Lo’s documentary is a detailed exercise in understanding. Given that the three main “characters” and the director have an insurmountable language barrier between then, Lo works delicately to wag a narrative together from the dogs’ daily lives. Though the footage at first feels mundane, like any good boy video you might see on Facebook, we very quickly sense that Lo is after something deeper.

There are things she shows us directly. The film confronts Turkey’s once violent history with dogs and shows how it has reformed into a haven from euthenasia. And Lo makes it a point to also tell us there’s been renewed efforts to expel strays from Turkey. By the end of her film, the dogs are explicitly shown to be sites of resistance and an integrated part of Turkish urban life.

She elegantly underscores this by training us to notice the people and conversation in the dog’s implicit periphery. We first become privy to snippets of passing conversations, just as a dog might walking through the city. Yet the longer we follow the dogs, the more we hear about the people in their lives. Social strays themselves, they are unhoused youths, wage laborers, and refugees.

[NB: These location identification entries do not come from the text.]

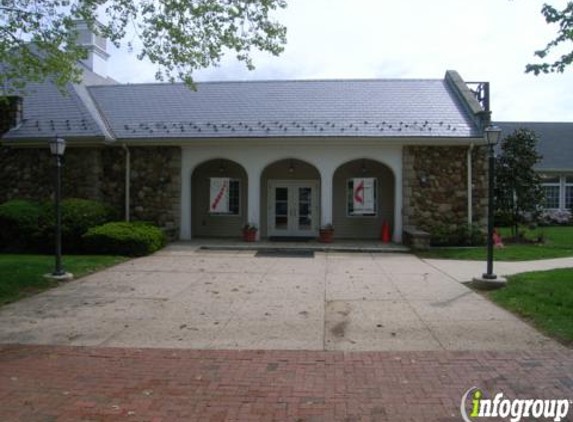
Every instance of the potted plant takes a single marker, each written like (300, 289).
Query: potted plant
(249, 232)
(325, 233)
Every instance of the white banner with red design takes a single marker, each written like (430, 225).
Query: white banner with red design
(219, 195)
(363, 195)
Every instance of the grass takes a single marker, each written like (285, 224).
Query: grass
(544, 298)
(22, 275)
(558, 244)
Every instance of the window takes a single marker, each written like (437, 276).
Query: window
(552, 191)
(569, 192)
(225, 196)
(361, 197)
(551, 196)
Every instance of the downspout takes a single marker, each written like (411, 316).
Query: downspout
(470, 190)
(127, 180)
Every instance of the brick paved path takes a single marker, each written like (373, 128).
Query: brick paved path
(56, 384)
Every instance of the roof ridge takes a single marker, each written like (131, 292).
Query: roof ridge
(246, 81)
(529, 122)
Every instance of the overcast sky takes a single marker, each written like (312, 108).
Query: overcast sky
(485, 40)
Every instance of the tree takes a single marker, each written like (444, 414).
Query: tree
(517, 184)
(38, 39)
(564, 18)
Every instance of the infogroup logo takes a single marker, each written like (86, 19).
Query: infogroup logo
(511, 409)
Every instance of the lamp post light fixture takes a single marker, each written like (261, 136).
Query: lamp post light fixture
(57, 149)
(489, 279)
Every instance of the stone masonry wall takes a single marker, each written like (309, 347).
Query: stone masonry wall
(156, 185)
(435, 186)
(99, 174)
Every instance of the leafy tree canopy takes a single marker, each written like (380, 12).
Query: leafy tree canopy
(564, 19)
(517, 184)
(38, 39)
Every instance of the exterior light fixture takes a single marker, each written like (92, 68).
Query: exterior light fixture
(57, 149)
(488, 279)
(492, 135)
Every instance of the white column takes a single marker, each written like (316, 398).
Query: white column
(185, 217)
(254, 198)
(326, 174)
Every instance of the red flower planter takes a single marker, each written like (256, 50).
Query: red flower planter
(249, 235)
(325, 235)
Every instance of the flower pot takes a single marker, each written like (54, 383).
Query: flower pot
(249, 235)
(325, 235)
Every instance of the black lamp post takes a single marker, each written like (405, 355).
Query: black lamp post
(492, 134)
(57, 148)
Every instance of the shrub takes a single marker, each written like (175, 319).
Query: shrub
(123, 238)
(19, 220)
(462, 235)
(78, 216)
(553, 217)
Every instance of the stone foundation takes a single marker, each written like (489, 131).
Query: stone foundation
(99, 173)
(435, 186)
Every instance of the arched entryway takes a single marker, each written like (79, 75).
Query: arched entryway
(290, 199)
(219, 199)
(363, 198)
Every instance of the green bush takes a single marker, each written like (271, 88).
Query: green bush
(19, 220)
(122, 238)
(78, 216)
(463, 235)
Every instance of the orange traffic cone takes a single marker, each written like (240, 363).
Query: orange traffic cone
(385, 232)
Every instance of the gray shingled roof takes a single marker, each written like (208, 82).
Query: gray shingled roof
(46, 113)
(380, 108)
(555, 142)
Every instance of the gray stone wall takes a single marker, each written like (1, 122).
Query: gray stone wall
(435, 186)
(156, 185)
(99, 174)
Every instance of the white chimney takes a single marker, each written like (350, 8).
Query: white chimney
(96, 46)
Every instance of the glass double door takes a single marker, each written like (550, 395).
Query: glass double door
(293, 208)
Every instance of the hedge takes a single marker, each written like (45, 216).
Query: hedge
(19, 220)
(78, 216)
(123, 238)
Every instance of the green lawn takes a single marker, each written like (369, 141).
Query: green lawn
(22, 275)
(545, 298)
(558, 244)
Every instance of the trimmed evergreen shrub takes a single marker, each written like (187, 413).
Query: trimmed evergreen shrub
(123, 238)
(19, 219)
(78, 216)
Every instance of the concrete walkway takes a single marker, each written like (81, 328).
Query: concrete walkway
(182, 297)
(464, 271)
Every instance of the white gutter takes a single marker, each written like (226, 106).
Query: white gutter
(470, 198)
(127, 181)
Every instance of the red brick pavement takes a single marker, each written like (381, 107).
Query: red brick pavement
(73, 384)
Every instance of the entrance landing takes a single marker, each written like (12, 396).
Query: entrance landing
(337, 246)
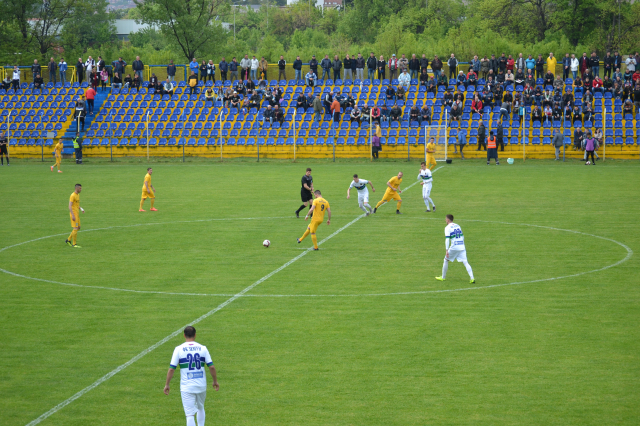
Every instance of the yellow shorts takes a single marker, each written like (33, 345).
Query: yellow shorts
(391, 195)
(75, 223)
(313, 226)
(146, 194)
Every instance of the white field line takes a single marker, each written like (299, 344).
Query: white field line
(180, 330)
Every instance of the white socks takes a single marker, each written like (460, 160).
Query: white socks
(466, 265)
(365, 207)
(445, 267)
(428, 200)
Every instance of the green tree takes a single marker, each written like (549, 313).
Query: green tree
(188, 25)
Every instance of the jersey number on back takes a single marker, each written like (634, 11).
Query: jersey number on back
(194, 361)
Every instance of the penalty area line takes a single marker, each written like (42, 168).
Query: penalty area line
(180, 330)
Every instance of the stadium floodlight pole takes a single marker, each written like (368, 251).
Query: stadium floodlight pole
(604, 137)
(147, 134)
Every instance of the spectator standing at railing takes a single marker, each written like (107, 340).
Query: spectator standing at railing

By simply asking us to watch, to sit and stay, Lo draws unstated but nonetheless poignant political parallels between the dogs and their human kin. As turmoil from Erdoğan’s government brews in the streets, we empathize with human and animal struggles to survive. In doing so, she asks us to consider what ‘home’ and ‘shelter’ mean for us on material and emotional levels.

By the end of our hour or so with these dogs, we understand a bit more, in that we have experienced something new about understanding. We’ve learned how to take in implicit and explicit contexts. We’ve bonded with “characters” that are radically other than us. And we are left to wonder: if we can bond with such wholly different creatures, what is stopping us from being kin with different people as well?

Stray is available on VOD starting March 7th.